Community: 10 Female Design Council Makers Define Legacy—on Their Own Terms

In celebration of the Female Design Council’s (FDC) debut exhibition “Deeper than Text,” on view at 1stdibs Gallery through May 31, 10 makers define what legacy means to them.

In celebration of the Female Design Council’s (FDC) debut exhibition “Deeper than Text,” on view at 1stdibs Gallery through May 31, 10 makers define what legacy means to them.

What is a legacy? How is one forged? What does it mean to have one? To celebrate the Female Design Council’s (FDC) debut exhibition “Deeper than Text,” on view at 1stdibs Gallery through May 31, 10 makers answer those questions on their own terms.

Felicia Ferrone

“As a designer, entrepreneur, and professor, I have forged my own path, rather than waiting to be ‘asked to dance.’ By creating my own brand, I have been able to make the self-initiated work I wanted, creating a means to an end in the hopes that others will see that they can create their own futures as well.”

Alexandra Rowley

“Much of my work is obliquely autobiographical and about process. In that regard, the notion of legacy resonates literally—in terms of the familial themes I am engaging, the thread that runs from generation to generation—and in terms of materiality. The materials I use to make my work are as much about reaching back as reaching forward.”

Kiki van Eijk

“I don’t believe in building legacy intentionally; it’s something that happens organically throughout one’s career. Design is an intuitive practice which follows a humble and endlessly inquisitive process. At the core, I believe that if you are honest to the intention and the process, you are leaving behind the best of yourself.”

Karen Chekerdjian

“I have never really worked with the idea of legacy in my mind, unless we are talking about our work as part of the future archeologies. Then, yes. But it is more about what traces do we want the future to find from our civilization. What we find today in museums is our way of living; our objects can tell a lot about us. I believe that our work is much more anthropological, trying to understand who we are and what is the meaning of all what surrounds us.”

Lora Appleton
Founder, FDC and kinder MODERN

“Legacy is not something I seek to create. I aim to make idea-provoking work, and I embark to make change in my industry and highlight the incredible work of women past, present, and future. I hope my legacy will be positivity: encouraging those to help others, in creating a beautiful and giving human who will be my best legacy, and being remembered as a leader, one who would speak up for others who didn’t have a voice, because after a lot of struggle, I can.”

Myra von Busekist
Founder, MYK Berlin

The legacy can only be seen in the context of global challenges. Sustainability must be one of the first virtues. It seems important to me to maintain a certain nonchalance and mildness.

You can combine an aesthetic level with a critical one: The ‘hunted’ Pompon Tiger also reminds us of how to deal with the threatened original; so, in turn, I make a small political contribution.”

Malene Barnett
Founder, Malene B

“As I grow older, legacy is even more important to me. Historically, the legacies of black women artists and designers have been overlooked, undervalued, and underrepresented.  Because of this, I’ve taken a conscious effort to change this narrative by dedicating my art and design practice honoring the experiences of black women in African and the diaspora.”

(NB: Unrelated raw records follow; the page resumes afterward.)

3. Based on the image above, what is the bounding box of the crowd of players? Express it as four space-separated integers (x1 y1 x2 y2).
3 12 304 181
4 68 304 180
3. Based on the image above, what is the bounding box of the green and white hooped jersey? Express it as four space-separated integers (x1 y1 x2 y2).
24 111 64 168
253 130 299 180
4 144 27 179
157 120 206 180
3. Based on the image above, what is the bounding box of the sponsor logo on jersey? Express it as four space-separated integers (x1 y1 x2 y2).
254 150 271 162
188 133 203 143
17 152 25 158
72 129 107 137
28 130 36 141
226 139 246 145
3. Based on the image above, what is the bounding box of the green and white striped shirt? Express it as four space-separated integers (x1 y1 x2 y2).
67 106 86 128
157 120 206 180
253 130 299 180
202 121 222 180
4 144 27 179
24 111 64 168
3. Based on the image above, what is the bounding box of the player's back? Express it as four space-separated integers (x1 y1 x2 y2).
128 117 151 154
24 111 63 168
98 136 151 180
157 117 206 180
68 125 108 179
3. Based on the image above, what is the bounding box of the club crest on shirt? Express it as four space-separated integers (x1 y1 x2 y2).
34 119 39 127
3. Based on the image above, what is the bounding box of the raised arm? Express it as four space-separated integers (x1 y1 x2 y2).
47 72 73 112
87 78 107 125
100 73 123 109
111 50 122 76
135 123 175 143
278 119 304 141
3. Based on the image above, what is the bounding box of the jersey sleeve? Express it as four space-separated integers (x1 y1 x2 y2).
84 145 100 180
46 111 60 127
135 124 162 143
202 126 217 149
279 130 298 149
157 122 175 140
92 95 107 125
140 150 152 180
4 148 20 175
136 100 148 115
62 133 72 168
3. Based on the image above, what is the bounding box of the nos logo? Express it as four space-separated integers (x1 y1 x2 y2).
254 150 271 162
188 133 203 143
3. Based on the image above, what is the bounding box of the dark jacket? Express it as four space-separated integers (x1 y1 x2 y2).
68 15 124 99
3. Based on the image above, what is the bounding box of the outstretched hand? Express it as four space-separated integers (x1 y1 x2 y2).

Helena Sultan and Natasha Sultan
Konnekt Furniture

“We find the idea of legacy empowering and are proud to present a female legacy of three generations. Historically, legacies have been reserved for men. In charting her own legacy, our respective mother and grandmother, an artist, signed her work with a masculine version of her name. Much of our inspiration is owed to her. She’s handed down a specific eye and sensibility that dominate our work.”

Stephanie Beamer, Crystal Ellis, and Hillary Petrie
Egg Collective

“The stories we tell hold great significance. What stories, and whose stories, are carried forward and shape the future. Therefore, we need to make sure we are telling great, robust, delicate, complicated, beautiful, and diverse truths that reflect the complex richness of this moment in time. In our practice, we think often about what we create, and what we leave behind. Our designs are part of our legacy, and, therefore, we see them as a chance to carve out a space, or spaces, for future generations of designers, craftsmen and women, entrepreneurs, and dreamers.”

Grace Song

“We live in a highly disposable culture—everything has a shelf life—but it feels particularly abbreviated and clipped right now. What I offer, hopefully, is a bit of a refutation of that [dynamic by creating work] that says something for a longer period of time, and to a wider audience. But only time really dictates what stays and what disappears.”

Zizipho Poswa
Founder, Imiso Ceramics

Legacy, for me, means honoring my roots as a Xhosa woman who grew up under Apartheid, while celebrating how far I have come. In Xhosa society, success is shared. So straddling worlds carries burdens too—I have to balance multiple roles and obligations to myself, my family, and my larger community.”

“Deeper than Text” is on view at 1stdibs Gallery (269 11th Ave. Lobby 4, 7th Floor) through May 31.